During pregnancy, a woman’s hormonal changes make her more prone to periodontitis, or advanced gum disease. Periodontitis is a severe infection and inflammation of the gums, causing the bones and tissues that surround the teeth to degenerate. If untreated, periodontitis can lead to tooth loss. Research has also shown that if a woman has periodontitis during her pregnancy, she is up to seven times more likely to deliver her baby prematurely or have a baby with a low birth weight.
The main cause of periodontitis is the bacteria found in plaque, which create toxins that inflame the gums and cause redness, bleeding, and swelling.

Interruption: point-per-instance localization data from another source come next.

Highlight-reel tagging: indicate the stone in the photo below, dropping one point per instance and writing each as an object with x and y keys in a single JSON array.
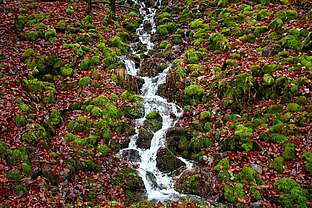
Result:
[
  {"x": 145, "y": 138},
  {"x": 166, "y": 161},
  {"x": 131, "y": 155}
]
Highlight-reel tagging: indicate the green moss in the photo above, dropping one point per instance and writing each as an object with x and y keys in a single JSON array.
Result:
[
  {"x": 14, "y": 174},
  {"x": 80, "y": 123},
  {"x": 84, "y": 81},
  {"x": 293, "y": 107},
  {"x": 27, "y": 169},
  {"x": 197, "y": 23},
  {"x": 118, "y": 43},
  {"x": 218, "y": 41},
  {"x": 35, "y": 134},
  {"x": 20, "y": 120},
  {"x": 222, "y": 168},
  {"x": 29, "y": 52},
  {"x": 191, "y": 183},
  {"x": 287, "y": 14},
  {"x": 205, "y": 115},
  {"x": 103, "y": 149},
  {"x": 19, "y": 189},
  {"x": 193, "y": 56},
  {"x": 50, "y": 34},
  {"x": 162, "y": 29},
  {"x": 67, "y": 71},
  {"x": 291, "y": 195},
  {"x": 268, "y": 80},
  {"x": 233, "y": 193},
  {"x": 307, "y": 156},
  {"x": 277, "y": 23},
  {"x": 289, "y": 152},
  {"x": 193, "y": 94},
  {"x": 277, "y": 164},
  {"x": 249, "y": 174}
]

This inflammation destroys the gums and causes them to separate from the teeth. Multiple factors may contribute to the development of this infection, including poor oral hygiene (not brushing or flossing properly), smoking, poor nutrition, stress, and systemic diseases, such as diabetes.Brushing the teeth twice a day and flossing daily are critical to removing disease-causing plaque from the teeth and maintaining healthy gums. In addition, it is crucial that women visit the dentist on a regular basis – at least every six months – as they prepare for pregnancy and after they become pregnant. These measures will help ensure optimal health for both mothers and babies.
How young is too young to worry about dental hygiene? Never! Dental disease, including untreated cavities, is the most common chronic and infectious disease affecting children in the United States, five times more common than asthma. Good oral health is essential to overall well-being across the span of a person’s life. The American Academy of Pediatrics (AAP) and the American Academy of Pediatric Dentistry (AAPD) both recommend that all children should see a dentist by age one or six months after the eruption of the first tooth.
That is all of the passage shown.